Adversarial Scratches: Deployable Attacks to CNN Classifiers
This addresses the challenge of making adversarial attacks practical for physical targets, such as traffic signs, rather than just digital images, though it is incremental in improving deployability over existing methods.
The paper tackles the problem of creating deployable adversarial attacks on CNN classifiers by introducing Adversarial Scratches, a method that uses scratches in images to achieve a higher fooling rate than other state-of-the-art deployable attacks while requiring fewer queries and modifying very few pixels.

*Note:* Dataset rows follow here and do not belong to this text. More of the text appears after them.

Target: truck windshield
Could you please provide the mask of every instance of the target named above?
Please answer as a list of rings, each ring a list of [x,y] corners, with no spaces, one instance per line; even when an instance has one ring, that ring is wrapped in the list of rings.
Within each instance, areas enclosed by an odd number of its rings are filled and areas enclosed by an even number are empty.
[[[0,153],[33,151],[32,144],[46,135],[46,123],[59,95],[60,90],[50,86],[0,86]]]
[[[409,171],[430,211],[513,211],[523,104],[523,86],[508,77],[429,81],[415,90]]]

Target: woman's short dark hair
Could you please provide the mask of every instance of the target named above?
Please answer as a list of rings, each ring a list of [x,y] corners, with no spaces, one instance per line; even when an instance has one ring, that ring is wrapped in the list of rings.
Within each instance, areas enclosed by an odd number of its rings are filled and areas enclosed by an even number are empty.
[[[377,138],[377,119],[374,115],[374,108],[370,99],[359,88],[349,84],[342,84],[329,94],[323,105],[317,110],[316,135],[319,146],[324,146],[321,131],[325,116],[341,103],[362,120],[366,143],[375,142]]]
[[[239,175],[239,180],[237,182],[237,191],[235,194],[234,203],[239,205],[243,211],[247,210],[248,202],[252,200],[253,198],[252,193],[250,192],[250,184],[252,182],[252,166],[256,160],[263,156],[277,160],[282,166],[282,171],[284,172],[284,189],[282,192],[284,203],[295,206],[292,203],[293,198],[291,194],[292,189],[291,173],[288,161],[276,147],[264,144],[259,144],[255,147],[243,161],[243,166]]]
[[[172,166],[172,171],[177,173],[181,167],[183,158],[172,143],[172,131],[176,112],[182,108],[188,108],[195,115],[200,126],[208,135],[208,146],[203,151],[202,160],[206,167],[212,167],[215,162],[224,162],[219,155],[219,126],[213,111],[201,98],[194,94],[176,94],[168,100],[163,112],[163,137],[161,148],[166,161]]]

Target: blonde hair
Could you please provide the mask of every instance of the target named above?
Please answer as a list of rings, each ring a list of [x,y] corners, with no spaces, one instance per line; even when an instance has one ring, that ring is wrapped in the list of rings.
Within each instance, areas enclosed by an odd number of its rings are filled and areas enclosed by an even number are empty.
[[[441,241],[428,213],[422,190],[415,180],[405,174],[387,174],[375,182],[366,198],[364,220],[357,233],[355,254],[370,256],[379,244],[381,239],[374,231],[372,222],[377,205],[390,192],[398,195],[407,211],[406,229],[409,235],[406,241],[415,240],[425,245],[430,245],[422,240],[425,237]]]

A growing body of work has shown that deep neural networks are susceptible to adversarial examples. These take the form of small perturbations applied to the model's input which lead to incorrect predictions. Unfortunately, most literature focuses on visually imperceivable perturbations to be applied to digital images that often are, by design, impossible to be deployed to physical targets. We present Adversarial Scratches: a novel L0 black-box attack, which takes the form of scratches in images, and which possesses much greater deployability than other state-of-the-art attacks. Adversarial Scratches leverage Bézier Curves to reduce the dimension of the search space and possibly constrain the attack to a specific location. We test Adversarial Scratches in several scenarios, including a publicly available API and images of traffic signs. Results show that, often, our attack achieves higher fooling rate than other deployable state-of-the-art methods, while requiring significantly fewer queries and modifying very few pixels.